La segunda malinterpretación por parte del Kremlin tiene que ver con los europeos. Rusia no entendió que la tradicional renuencia europea a involucrarse en una guerra podía quedar atrás si con ello la UE adelantaba a la OTAN como organización esencial para la paz en Europa. Y tampoco entendieron los rusos que la OTAN no se iba a dejar dar la puntilla resignadamente. Compitiendo entre sí, también en el Viejo Continente, estructuralmente pacifista, generaron una retórica bélica sin apenas reflexión y sin llegar nunca a definir qué queremos los europeos en este conflicto. El famoso automatismo que arrastró a Europa a la I Guerra Mundial es un chiste comparado con los que parecen llevarnos al precipicio económico y al apocalipsis nuclear.
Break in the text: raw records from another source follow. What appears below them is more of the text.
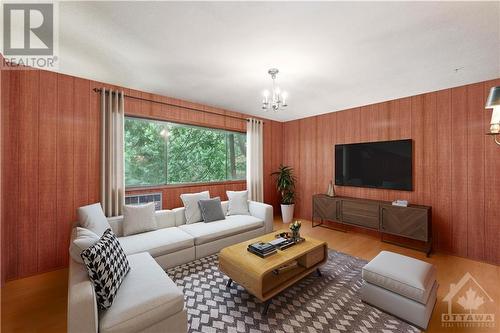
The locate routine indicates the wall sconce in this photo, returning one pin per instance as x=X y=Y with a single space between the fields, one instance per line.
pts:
x=493 y=102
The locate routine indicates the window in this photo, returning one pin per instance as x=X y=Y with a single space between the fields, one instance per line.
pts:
x=159 y=153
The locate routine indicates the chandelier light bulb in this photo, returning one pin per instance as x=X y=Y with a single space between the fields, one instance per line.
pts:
x=278 y=98
x=284 y=96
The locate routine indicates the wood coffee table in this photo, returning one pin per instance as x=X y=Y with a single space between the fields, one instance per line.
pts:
x=266 y=277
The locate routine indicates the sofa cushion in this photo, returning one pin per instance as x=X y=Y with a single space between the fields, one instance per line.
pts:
x=211 y=210
x=234 y=224
x=139 y=218
x=190 y=202
x=146 y=297
x=403 y=275
x=82 y=240
x=157 y=242
x=238 y=203
x=92 y=217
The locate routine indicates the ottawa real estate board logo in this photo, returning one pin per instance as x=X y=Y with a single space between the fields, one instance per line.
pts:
x=30 y=35
x=469 y=305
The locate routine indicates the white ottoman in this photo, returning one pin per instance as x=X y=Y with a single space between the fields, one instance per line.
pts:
x=402 y=286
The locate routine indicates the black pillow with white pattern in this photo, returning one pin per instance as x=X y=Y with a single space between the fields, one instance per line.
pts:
x=107 y=265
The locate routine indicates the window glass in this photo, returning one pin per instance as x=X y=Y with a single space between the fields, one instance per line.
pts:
x=158 y=153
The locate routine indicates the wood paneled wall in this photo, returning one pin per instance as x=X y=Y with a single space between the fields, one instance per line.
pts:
x=456 y=166
x=50 y=146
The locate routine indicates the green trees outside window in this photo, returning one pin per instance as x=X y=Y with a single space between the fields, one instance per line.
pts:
x=159 y=153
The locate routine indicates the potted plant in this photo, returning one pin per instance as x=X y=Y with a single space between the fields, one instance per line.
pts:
x=285 y=184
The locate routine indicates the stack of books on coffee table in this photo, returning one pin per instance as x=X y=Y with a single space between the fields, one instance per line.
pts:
x=262 y=249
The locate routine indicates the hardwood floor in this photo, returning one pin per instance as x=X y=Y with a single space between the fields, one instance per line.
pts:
x=38 y=303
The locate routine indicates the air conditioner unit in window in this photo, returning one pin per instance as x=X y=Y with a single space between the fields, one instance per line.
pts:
x=140 y=199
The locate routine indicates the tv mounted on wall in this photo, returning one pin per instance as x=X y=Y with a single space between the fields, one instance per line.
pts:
x=383 y=164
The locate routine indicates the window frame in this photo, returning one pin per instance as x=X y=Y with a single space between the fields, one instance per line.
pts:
x=186 y=184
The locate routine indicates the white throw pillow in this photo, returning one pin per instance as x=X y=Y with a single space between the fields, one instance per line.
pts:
x=92 y=217
x=238 y=203
x=139 y=218
x=84 y=239
x=192 y=210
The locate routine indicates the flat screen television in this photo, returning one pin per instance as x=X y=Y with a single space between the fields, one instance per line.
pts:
x=383 y=164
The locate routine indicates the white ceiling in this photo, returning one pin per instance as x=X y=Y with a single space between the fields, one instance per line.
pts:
x=331 y=55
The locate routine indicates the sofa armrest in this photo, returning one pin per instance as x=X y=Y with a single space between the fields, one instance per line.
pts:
x=262 y=211
x=82 y=305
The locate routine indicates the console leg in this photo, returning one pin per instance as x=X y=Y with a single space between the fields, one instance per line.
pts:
x=266 y=307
Esta semana Donald Trump se ha ofrecido voluntario para buscar una solución política a la guerra. Y ha sido denostado por ello. Injustamente, debo añadir. Hasta España, cuya tradición diplomática siempre ha sido la de servir de mediador, no está por llegar a ningún acuerdo. La manipulación informativa es tal (¿alguien ha llegado a ver alguna baja causada por los ucranianos, en el contexto de esta pornografía bélica que todos los días nos muestra niños, mujeres y hombres amputados, calcinados o baleados por los rusos?) que en la escena política sólo parece haber un campo: el de quienes quieren que los ucranianos luchen hasta el último de sus hombres y no sólo hasta que recuperen su suelo, sino hasta que desalojen a Putin del Kremlin. Quienes se oponen a la guerra, los nacionalistas del nosotros primero, así como los realistas de los intereses nacionales ante todo, no se atreven a manifestarse, marginados por la apisonadora mediática pro-Zelenski.
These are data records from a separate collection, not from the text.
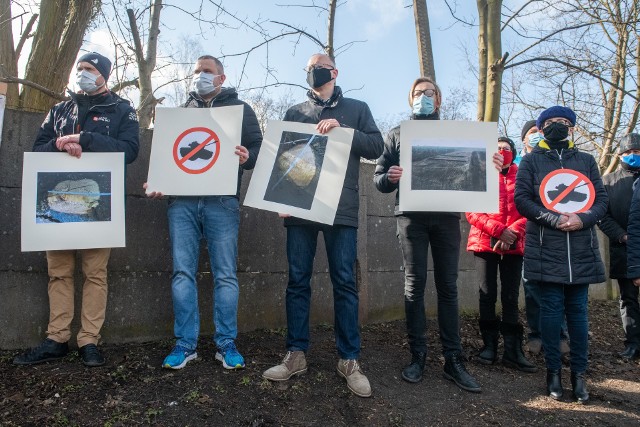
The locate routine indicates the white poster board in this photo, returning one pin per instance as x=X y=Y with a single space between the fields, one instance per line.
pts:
x=71 y=203
x=447 y=166
x=299 y=171
x=193 y=151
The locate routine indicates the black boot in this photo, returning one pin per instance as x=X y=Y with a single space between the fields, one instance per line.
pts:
x=490 y=330
x=579 y=386
x=413 y=372
x=46 y=351
x=554 y=384
x=455 y=371
x=513 y=356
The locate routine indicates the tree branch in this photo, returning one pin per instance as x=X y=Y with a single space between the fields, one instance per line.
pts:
x=25 y=35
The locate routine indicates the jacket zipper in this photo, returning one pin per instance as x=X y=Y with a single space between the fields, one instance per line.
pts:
x=569 y=258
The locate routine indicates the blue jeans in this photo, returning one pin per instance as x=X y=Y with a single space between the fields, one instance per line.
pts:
x=216 y=219
x=532 y=309
x=341 y=245
x=556 y=302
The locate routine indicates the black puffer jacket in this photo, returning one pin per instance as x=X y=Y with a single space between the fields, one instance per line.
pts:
x=551 y=255
x=105 y=122
x=619 y=186
x=367 y=143
x=633 y=236
x=251 y=135
x=391 y=157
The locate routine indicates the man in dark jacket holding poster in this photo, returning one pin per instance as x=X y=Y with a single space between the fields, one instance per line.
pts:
x=93 y=120
x=560 y=192
x=327 y=108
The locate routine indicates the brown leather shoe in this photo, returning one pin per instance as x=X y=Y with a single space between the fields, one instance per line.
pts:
x=357 y=382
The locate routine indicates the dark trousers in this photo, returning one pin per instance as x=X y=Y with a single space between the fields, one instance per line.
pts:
x=441 y=231
x=510 y=266
x=629 y=311
x=556 y=301
x=341 y=244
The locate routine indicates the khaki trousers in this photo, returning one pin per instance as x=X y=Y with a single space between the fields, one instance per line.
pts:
x=61 y=292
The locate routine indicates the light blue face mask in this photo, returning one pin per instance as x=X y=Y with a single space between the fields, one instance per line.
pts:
x=633 y=160
x=423 y=105
x=535 y=138
x=86 y=81
x=203 y=84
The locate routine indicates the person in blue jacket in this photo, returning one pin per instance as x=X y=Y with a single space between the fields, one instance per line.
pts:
x=561 y=246
x=94 y=120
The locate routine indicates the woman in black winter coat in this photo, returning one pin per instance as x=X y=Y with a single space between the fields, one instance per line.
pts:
x=561 y=246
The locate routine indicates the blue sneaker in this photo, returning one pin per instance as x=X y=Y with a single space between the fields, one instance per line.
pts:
x=230 y=357
x=179 y=357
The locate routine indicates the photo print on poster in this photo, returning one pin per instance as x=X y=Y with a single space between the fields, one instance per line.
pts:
x=295 y=173
x=64 y=197
x=448 y=167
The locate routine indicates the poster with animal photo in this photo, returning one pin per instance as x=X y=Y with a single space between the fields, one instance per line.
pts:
x=447 y=166
x=193 y=151
x=299 y=171
x=71 y=203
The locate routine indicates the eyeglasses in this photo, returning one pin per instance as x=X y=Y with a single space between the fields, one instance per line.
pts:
x=427 y=92
x=318 y=66
x=563 y=121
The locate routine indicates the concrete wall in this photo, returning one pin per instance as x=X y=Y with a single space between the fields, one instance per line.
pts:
x=139 y=275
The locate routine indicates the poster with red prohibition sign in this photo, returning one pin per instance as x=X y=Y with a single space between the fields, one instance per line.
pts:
x=193 y=151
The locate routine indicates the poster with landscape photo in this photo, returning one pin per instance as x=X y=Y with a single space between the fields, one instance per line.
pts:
x=447 y=166
x=300 y=172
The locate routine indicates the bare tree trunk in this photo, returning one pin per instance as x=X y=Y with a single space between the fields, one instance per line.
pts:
x=423 y=35
x=495 y=60
x=482 y=57
x=146 y=61
x=56 y=43
x=8 y=60
x=330 y=26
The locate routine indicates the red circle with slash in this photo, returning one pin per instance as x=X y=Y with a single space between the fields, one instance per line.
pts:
x=567 y=187
x=193 y=141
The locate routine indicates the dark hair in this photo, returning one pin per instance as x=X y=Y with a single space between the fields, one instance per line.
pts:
x=219 y=65
x=424 y=79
Pero también quienes abogan por una solución pactada son arrinconados. Kissinger nos acaba de recordar otra ley importante de la jungla: el animal herido se vuelve más agresivo y letal si se le arrincona que si se le deja una salida. Y me temo que es una ley también válida para las circunstancias actuales. Porque quienes dicen que permitir que Putin siga al frente de Rusia es simplemente posponer lidiar con la amenaza no piensan bien en lo que están buscando: ¿qué puede esperarse de un nuevo colapso de Rusia?  En mi opinión, un Moscú más inestable sólo nos traerá más problemas. Pero parece que eso es algo en lo que nadie quiere pararse a pensar. 

La única esperanza que nos queda es que Donald Trump se presente a las presidenciales de 2024 y las gane. Aunque a los europeos les repatee el personaje. Entonces quizá volvamos a un mundo más seguro.